It can be eaten raw, boiled to create a pulp with a porridge-like consistency, dried and consumed as a snack, or used as a seasoning and thickener in broths and stews.

Graham Campbell, the youngest Scottish chef to win a coveted Michelin star at the age of 25 and currently head chef at Dundee’s Castlehill Restaurant, has experimented with the ingredient.

He was introduced to dulse by a foraging expert, gathering a black variety growing near Arbroath. The taste blew him away.

“Flavourwise it tastes like white truffle, a delicacy that costs around £2,500 a kilo – it has a really potent flavour,” he said.

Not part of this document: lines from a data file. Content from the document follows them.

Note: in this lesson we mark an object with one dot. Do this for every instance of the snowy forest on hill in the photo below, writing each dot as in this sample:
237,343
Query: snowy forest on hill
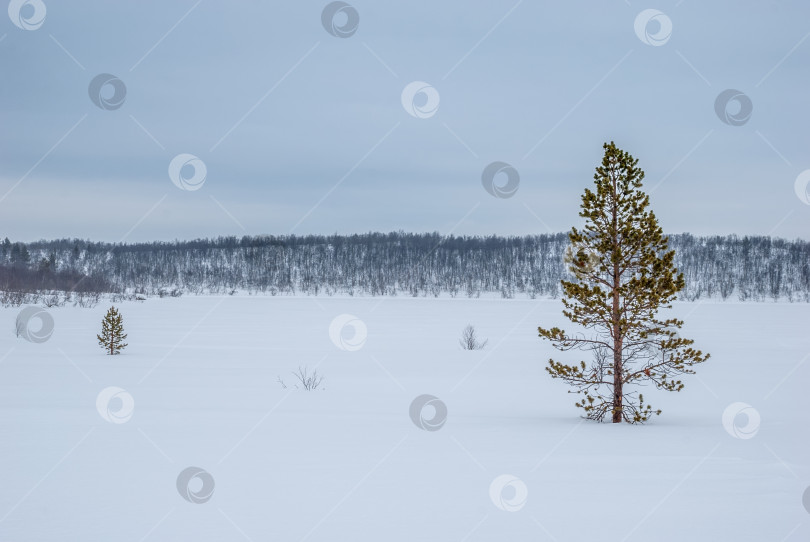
747,268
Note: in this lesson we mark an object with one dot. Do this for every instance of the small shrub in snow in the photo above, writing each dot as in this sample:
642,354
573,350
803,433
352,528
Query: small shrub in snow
469,340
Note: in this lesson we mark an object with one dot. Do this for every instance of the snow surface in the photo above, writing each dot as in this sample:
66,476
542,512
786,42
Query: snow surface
348,463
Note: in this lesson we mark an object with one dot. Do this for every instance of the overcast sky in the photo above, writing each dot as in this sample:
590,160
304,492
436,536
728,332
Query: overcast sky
296,122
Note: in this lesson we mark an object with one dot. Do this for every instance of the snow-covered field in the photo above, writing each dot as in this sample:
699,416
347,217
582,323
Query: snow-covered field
348,463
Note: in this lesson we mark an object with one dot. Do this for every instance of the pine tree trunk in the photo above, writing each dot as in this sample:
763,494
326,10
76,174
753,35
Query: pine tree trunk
615,316
617,358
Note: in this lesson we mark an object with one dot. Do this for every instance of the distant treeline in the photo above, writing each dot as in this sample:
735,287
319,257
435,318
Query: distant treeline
747,268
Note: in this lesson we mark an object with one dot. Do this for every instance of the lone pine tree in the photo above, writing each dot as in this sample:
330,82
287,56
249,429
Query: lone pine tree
624,274
112,332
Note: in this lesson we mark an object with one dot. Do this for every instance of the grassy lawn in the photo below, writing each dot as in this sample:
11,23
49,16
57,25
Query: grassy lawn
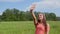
26,27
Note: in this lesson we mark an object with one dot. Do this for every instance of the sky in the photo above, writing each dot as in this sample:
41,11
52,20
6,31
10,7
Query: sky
41,5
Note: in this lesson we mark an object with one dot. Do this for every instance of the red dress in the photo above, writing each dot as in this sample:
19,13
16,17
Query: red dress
40,29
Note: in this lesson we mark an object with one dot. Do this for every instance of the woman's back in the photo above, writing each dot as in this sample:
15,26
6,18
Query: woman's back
40,29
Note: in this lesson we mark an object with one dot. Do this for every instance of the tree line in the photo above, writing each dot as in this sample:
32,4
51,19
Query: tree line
17,15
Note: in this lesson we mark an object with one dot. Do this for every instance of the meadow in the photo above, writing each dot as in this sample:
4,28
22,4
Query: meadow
26,27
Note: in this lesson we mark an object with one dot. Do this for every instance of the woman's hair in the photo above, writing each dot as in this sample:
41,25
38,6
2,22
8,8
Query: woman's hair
43,21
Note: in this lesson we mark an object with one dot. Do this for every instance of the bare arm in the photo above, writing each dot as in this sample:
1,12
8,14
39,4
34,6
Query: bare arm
33,15
48,29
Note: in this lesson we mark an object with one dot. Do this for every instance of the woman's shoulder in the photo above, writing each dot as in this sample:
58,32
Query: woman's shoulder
48,25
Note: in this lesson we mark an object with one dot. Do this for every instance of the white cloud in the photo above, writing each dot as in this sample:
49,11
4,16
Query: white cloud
11,0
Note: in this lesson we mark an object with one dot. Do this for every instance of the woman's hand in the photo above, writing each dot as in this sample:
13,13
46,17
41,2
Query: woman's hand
32,7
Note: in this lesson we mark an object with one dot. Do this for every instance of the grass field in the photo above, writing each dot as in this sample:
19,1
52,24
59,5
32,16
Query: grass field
26,27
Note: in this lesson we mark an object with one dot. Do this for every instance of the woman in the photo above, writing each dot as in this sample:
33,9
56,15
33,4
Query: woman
41,26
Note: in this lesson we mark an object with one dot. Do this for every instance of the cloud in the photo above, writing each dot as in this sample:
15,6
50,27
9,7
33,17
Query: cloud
46,5
11,0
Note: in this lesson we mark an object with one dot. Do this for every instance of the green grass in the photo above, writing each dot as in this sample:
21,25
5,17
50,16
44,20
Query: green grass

“I just cut it off the rock and ate it. His exact words were ‘When you try this you’re going to have an orgasm.’ It really is that good.

“Not only that, it is full of ­vitamins and minerals. Now­adays chefs are using it more and more.”

His favourite way to serve dulse is raw, as a garnish for fresh halibut.

Wild harvesting is currently done in winter, but is far from straightforward due to problems of accessibility and timing. Dulsing, as it is known, can only be done when the tide goes out to expose swathes of its richly coloured fronds clinging to rocks on the seabed.

The current studies could have important implications for Scotland’s emerging seaweed cultivation industry, providing a year-round supply with consistently excellent flavour characteristics while also preventing unsustainable wild harvesting.

McDougall added: “Looking at this variation in flavour is novel, and selecting the best material for aquaculture will support a sustainable and commercially valuable rural Scottish industry.”